En büyük dayanağımız toplumsal diplomasidir. Sivil toplum, partiler ve parlamenterlerle Avrupa başta olmak üzere geniş ilişkiler kurduk; milyonlarca kişi Rojava’yı gündeme taşıdı ve destek verdi. Avrupa’dan Asya’ya, Ortadoğu’dan Avustralya’ya uzanan ağlar kuruldu; bu, Kürt sorunu açısından da önem taşıyor.

Eksiklerimiz var: Diplomasiyi yürütecek tecrübeli kadroların azlığı bazı kayıplara yol açtı. Buna karşın diaspora büyük katkı sundu; ilişkilerin geliştirilmesi ve diplomatik çalışmaların yürütülmesinde destek oldular. Bu sayede Kürdistan’ın tüm parçalarında ciddi bir sempati oluştu ve yurtdışındaki halkımız ilişkilerimizin güçlenmesine önemli katkılar sağladı.

2003’ten bugüne “keşke” dediğiniz kararlar neler? PYD’nin örgütsel kültüründe değiştirmek istediğiniz alışkanlıklar var mı? Bugün geldiğiniz noktayı ilk günlerde öngörebiliyor muydunuz?

 Kadroları nitelik ve nicelik olarak yetiştirmekte zorlandık. Kadro sayısının yetersizliği bizi zorladı. Yeni kadroları daha iyi eğitebilmek için daha fazla emek verebilirdik. Avrupa’da istediğimiz düzeyde örgütlenemedik, buna daha çok yoğunlaşmamız gerekirdi. Eksikliklerimiz ve “keşke”lerimiz bu çerçevededir. Ancak stratejik anlamda çok büyük bir hata yaptığımızı söyleyemem.

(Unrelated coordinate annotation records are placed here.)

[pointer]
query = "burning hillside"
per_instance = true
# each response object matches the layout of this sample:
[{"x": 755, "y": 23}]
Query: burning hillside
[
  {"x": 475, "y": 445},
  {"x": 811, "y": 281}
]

PYD’yi halkın ihtiyaçlarını karşılamak ve örgütlemek için kurduk. Başından beri hedeflerimiz vardı, fakat bu noktaya gelip özerk bir yapıya kavuşacağımızı kimse öngöremiyordu. Halkın ihtiyacının olduğu her yere koştuk. Qamişlo’da serhildan gerekiyorsa serhildan örgütledik, savunma gerekiyorsa gençleri örgütleyerek savunma mekanizmaların oluşmasına yardımcı olduk. Büyük fedakarlık göstermemiz ve halkın ihtiyaçlarını doğru tespit etmemiz bugün bu noktaya gelmemizin en önemli nedenlerindendir.

2011’de mücadeleye girdiğimizde 19 Temmuz 2012 devriminin bu kadar erken geleceğini beklemiyorduk, ama örgütümüz hazırdı. Büyük emek ve özveri sayesinde zorlanmadan adım attık. Bir yıl içinde sadece parti olarak yönetemeyeceğimizi gördük ve hemen TEV-DEM’i kurduk. Örgütlü olduğunda konjonktürün istediği adımları atmak kolaydır. Bugün de gelişmelere karşı hazırlıklıyız, uluslararası koşullara göre politika belirleyip adım atacağız.

2003’te bu noktaya geleceğimizi tahmin etmiyorduk. Ama her şeye hazırlık yapıyor, gerektiğinde adım atmaya hazır bekliyorduk. Bundan sonra da öyle olacağız.